Chuvas renovam as águas
Durante as chuvas, afirma o professor Marcelo, o aporte hídrico dentro das lagoas aumenta, e com isso cresce o nível da água e há renovação. Mas, no ambiente urbanizado essa dinâmica pode fazer com que a chuva acabe levando poluição difusa, como derramamento de óleo, para os corpos hídricos.
"Se você tem muito desmatamento, as chuvas vão acabar levando sedimentos para dentro da lagoa que é chamada de assoreamento. No ambiente natural a própria vegetação reduz a velocidade do percurso da água e faz com que não aconteça o assoreamento considerável”
Quando há desmatamento, a vegetação acaba levando, areia, argila e outros materiais para as lagoas, por isso é fundamental preservar as matas ciliares, que é, aquela vegetação que cresce ao redor e protege os corpos hídricos.

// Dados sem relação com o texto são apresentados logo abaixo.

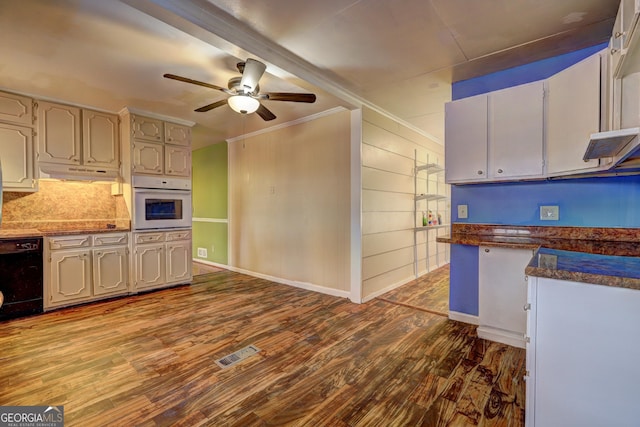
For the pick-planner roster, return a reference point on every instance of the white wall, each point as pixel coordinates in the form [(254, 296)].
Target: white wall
[(289, 204), (388, 221)]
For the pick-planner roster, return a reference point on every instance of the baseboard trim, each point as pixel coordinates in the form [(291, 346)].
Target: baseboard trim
[(211, 263), (464, 317), (500, 335), (302, 285), (387, 289)]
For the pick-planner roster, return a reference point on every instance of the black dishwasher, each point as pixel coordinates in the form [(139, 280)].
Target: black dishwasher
[(20, 277)]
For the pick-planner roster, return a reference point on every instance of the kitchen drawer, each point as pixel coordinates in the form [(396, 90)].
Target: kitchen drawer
[(153, 237), (110, 239), (178, 235), (68, 242)]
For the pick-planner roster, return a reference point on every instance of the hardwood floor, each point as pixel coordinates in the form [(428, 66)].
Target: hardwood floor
[(149, 360), (429, 292)]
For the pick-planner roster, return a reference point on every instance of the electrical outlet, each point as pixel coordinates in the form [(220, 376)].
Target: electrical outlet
[(549, 213), (463, 211)]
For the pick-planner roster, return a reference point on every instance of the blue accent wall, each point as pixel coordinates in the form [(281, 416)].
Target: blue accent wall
[(585, 202), (463, 297), (520, 75)]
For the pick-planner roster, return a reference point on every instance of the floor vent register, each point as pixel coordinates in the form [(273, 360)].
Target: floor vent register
[(237, 356)]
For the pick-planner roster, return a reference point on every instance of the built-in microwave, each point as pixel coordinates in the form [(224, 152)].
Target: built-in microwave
[(166, 207)]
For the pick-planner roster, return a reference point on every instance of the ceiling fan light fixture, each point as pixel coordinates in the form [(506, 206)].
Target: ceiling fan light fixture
[(243, 104)]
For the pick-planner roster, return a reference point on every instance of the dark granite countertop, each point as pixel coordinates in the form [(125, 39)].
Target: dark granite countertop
[(602, 256), (34, 232), (607, 270)]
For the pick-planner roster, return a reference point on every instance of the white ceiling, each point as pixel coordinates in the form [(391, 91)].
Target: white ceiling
[(398, 56)]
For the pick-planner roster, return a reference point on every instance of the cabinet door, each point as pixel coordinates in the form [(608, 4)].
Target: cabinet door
[(466, 140), (100, 139), (58, 133), (177, 134), (516, 124), (16, 155), (146, 129), (585, 348), (150, 266), (503, 293), (147, 157), (110, 270), (70, 276), (16, 109), (573, 114), (179, 261), (177, 161)]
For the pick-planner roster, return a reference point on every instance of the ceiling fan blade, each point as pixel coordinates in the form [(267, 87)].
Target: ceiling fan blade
[(211, 106), (265, 113), (195, 82), (253, 70), (293, 97)]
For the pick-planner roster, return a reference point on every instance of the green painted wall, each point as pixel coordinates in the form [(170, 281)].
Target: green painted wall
[(209, 171)]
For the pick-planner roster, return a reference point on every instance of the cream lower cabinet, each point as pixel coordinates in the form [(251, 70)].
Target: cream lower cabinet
[(582, 355), (85, 268), (161, 258), (502, 294)]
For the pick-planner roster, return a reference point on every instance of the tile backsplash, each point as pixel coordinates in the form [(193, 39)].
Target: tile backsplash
[(64, 204)]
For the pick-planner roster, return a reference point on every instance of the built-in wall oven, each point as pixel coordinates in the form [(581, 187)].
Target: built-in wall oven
[(161, 202)]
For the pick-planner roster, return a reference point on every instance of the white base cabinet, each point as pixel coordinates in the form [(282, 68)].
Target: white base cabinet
[(85, 267), (582, 358), (503, 294), (161, 258)]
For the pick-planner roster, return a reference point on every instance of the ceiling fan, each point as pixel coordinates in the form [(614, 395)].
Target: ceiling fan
[(245, 93)]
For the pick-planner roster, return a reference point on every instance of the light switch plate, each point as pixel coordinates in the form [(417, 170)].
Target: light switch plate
[(463, 211), (549, 213)]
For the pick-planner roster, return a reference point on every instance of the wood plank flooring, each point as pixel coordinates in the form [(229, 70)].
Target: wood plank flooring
[(148, 360), (429, 292)]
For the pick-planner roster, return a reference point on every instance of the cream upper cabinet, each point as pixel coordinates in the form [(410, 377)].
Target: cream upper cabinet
[(158, 147), (177, 161), (497, 136), (16, 109), (466, 140), (573, 114), (73, 136), (148, 158), (16, 143), (177, 134), (16, 154), (516, 120), (100, 139), (59, 133), (147, 129)]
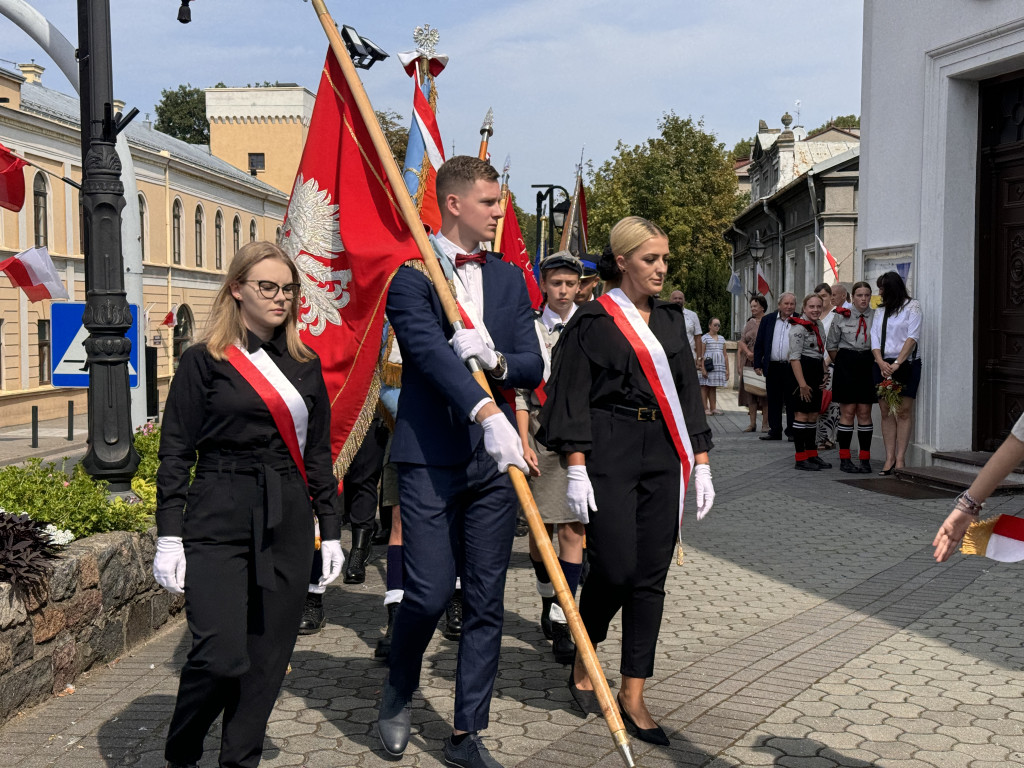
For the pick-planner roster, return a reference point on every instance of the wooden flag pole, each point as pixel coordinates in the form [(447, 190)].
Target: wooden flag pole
[(408, 210)]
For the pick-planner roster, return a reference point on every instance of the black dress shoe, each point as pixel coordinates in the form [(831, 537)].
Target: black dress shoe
[(355, 568), (312, 614), (585, 699), (546, 603), (651, 735), (561, 643), (453, 617), (393, 722), (383, 649)]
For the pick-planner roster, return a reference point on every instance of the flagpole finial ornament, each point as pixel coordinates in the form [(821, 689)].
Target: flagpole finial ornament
[(426, 40), (487, 129)]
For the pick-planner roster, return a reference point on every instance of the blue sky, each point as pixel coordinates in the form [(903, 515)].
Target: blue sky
[(563, 76)]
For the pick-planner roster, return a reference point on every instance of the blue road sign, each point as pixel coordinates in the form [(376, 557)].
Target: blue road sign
[(69, 345)]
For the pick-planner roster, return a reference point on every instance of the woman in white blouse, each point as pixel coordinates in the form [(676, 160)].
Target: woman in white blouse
[(895, 334)]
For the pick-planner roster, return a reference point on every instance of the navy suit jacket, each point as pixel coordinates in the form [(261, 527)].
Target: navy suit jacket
[(762, 345), (437, 390)]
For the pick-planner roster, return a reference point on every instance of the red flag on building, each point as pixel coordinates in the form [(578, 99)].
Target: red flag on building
[(513, 250), (763, 288), (34, 272), (11, 180), (347, 239)]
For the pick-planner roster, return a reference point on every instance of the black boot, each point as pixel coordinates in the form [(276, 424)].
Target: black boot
[(383, 649), (355, 568), (312, 614), (561, 643), (453, 617), (546, 603)]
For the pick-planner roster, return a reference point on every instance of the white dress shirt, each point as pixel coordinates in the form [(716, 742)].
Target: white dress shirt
[(902, 326)]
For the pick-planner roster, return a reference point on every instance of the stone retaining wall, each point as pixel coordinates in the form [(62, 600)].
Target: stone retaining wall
[(100, 600)]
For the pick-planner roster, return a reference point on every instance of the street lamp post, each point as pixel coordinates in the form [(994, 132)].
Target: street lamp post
[(111, 455)]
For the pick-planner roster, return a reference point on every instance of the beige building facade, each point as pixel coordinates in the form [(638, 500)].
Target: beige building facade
[(196, 210)]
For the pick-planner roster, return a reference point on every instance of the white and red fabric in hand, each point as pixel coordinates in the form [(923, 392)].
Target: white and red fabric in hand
[(999, 538), (11, 180), (34, 272)]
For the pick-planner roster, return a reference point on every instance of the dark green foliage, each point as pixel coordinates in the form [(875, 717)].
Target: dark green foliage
[(25, 553)]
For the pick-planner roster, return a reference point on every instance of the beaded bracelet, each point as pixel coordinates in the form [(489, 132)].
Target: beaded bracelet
[(968, 504)]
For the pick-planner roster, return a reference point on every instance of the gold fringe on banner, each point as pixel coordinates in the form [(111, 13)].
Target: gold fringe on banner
[(976, 539)]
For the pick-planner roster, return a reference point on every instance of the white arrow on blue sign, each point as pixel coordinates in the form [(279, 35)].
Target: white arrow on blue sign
[(69, 336)]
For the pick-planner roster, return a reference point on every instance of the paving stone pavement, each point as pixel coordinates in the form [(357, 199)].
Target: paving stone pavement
[(808, 627)]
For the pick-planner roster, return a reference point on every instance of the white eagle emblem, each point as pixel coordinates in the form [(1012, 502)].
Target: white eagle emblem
[(311, 237)]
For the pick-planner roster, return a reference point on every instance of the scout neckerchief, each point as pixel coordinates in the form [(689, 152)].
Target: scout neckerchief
[(809, 324), (654, 364), (279, 394)]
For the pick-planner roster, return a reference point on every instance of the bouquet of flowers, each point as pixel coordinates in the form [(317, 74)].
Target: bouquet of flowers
[(891, 392)]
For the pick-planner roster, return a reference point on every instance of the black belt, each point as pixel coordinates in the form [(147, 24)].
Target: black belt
[(637, 414), (265, 516)]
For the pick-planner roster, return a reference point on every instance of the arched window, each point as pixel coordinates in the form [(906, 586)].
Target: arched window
[(141, 224), (183, 331), (199, 236), (218, 244), (176, 232), (39, 208)]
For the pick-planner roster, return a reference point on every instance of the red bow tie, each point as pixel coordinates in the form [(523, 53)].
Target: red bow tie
[(465, 258)]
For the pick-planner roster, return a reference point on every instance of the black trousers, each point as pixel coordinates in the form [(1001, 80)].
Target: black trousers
[(780, 383), (245, 582), (630, 539), (455, 520)]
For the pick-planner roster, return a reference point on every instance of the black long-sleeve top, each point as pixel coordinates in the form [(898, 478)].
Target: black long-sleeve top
[(210, 409), (594, 366)]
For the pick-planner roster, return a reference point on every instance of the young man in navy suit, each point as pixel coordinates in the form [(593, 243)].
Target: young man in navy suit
[(453, 445)]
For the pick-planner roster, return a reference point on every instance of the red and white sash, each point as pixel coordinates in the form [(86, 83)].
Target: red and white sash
[(279, 394), (654, 364)]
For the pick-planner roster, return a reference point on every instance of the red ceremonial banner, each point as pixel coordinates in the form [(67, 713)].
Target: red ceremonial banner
[(347, 239)]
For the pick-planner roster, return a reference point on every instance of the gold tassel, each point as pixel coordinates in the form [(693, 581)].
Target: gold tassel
[(976, 539)]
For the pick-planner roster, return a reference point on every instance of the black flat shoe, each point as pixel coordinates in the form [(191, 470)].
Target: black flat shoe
[(586, 700), (651, 735)]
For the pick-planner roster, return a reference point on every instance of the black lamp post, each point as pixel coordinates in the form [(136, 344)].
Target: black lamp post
[(111, 455), (557, 212)]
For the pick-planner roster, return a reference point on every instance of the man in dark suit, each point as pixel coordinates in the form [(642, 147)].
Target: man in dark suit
[(771, 357), (453, 445)]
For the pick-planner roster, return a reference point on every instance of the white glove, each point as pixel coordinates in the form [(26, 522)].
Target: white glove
[(706, 491), (502, 443), (169, 564), (468, 343), (581, 494), (334, 560)]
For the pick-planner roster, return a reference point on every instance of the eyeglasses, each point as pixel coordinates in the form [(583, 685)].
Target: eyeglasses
[(268, 289)]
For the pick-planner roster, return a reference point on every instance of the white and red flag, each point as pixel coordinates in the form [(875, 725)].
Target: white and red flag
[(347, 238), (34, 272), (828, 257), (11, 180), (763, 288), (999, 538)]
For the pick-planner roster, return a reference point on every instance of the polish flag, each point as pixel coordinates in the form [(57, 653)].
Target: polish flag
[(34, 272), (832, 259), (763, 287)]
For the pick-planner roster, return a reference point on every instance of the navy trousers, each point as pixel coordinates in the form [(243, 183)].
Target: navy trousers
[(455, 519)]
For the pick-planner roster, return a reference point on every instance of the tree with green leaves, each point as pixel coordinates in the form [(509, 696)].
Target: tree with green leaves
[(181, 113), (683, 181)]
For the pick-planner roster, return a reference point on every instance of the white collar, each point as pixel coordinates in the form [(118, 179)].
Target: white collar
[(551, 318)]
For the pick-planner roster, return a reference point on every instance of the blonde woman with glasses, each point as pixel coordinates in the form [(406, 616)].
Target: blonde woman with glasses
[(248, 408)]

Essa vegetação muitas vezes é retirada quando há o avanço de construções irregulares no entorno das lagoas. "Isso vai causar um dano porque aquela vegetação, chamada de ciliar, assim como os cílios protegem os olhos, então elas protegem as lagoas”, o professor Flávio Rodrigues do Nascimento.
Em uma quadra de chuva acima da regularidade, como a desse ano em Fortaleza, exemplifica ele, é ótimo para os cearenses também porque as águas das lagoas são "Se você pega um período de seca, vai ter basicamente a mesma água ou a água produzida com muitos contaminantes. Com pouca água de chuva, tem possibilidade de mortandade de peixes”, acrescenta o professor.
Múltipla importância
Os pesquisadores destacam que a importância das lagoas é múltipla e envolve tanto os aspectos sociais, no sentido de que evita enchentes, como é um ecossistema de grande importância para a manutenção da biodiversidade.
"Temos em Fortaleza tartarugas, peixes, aves aquáticas, que utilizam esses espaços de vida, são anfíbios, répteis, peixes que utilizam esses espaços e tem direito a existência", diz Marcelo.
Ele argumenta que se as lagoas forem bem geridas e respeitadas tanto elas armazenam parte da chuva, como servem como espaços de lazer, visitação e convivência com a fauna e a flora das áreas alagáveis.
Já o professor Flávio ressalta outro aspecto que é a amenização térmica. "Fortaleza é uma cidade com os maiores índices de radiação do país, as lagoas funcionam para amenizar esse calor", defende.
O Diário do Nordeste questionou a Prefeitura, via Secretaria de Urbanismo e Meio Ambiente (Seuma), sobre a identificação de galerias de águas pluviais e possíveis ligações clandestinas de esgoto, bem como quantas e quais lagoas têm ocupações irregulares no entorno.
Em nota, foi informado que a gestão municipal realiza, por meio da Agência de Fiscalização de Fortaleza (Agefis), ações rotineiras de combate à poluição hídrica.
Segundo a Prefeitura, em parceria com técnicos da Companhia de Água e Esgoto do Ceará (Cagece), a Agência faz a verificação dos imóveis que não estão interligados à rede de esgoto e dos imóveis que lançam efluentes de forma irregular na rede esgoto e/ou nas galerias pluviais e recursos hídricos.
Fiscalizações foram realizadas de 2017 a março de 2022, pela Agefis com relação à poluição hídrica e às águas servidas em Fortaleza.
Essa ação irregular é uma infração gravíssima e as penalidades, previstas pela Lei Complementar Municipal nº 270/2019, são multa, que varia de R$ 303,75 a R$ 48.600,00, e as medidas administrativas.
A Prefeitura também diz que realiza outras ações de fiscalização por meio da Seuma, como a Vídeo Inspeção em galerias pluviais para a identificação de possíveis ligações clandestinas de esgoto.
De forma preventiva, informa a nota, "a gestão municipal também já realizou, desde 2021, mais de 600 ligações de casas à rede de esgoto pelo projeto Se Liga na Rede, coibindo a emissão de efluentes na bacia da vertente marítima na zona oeste da cidade".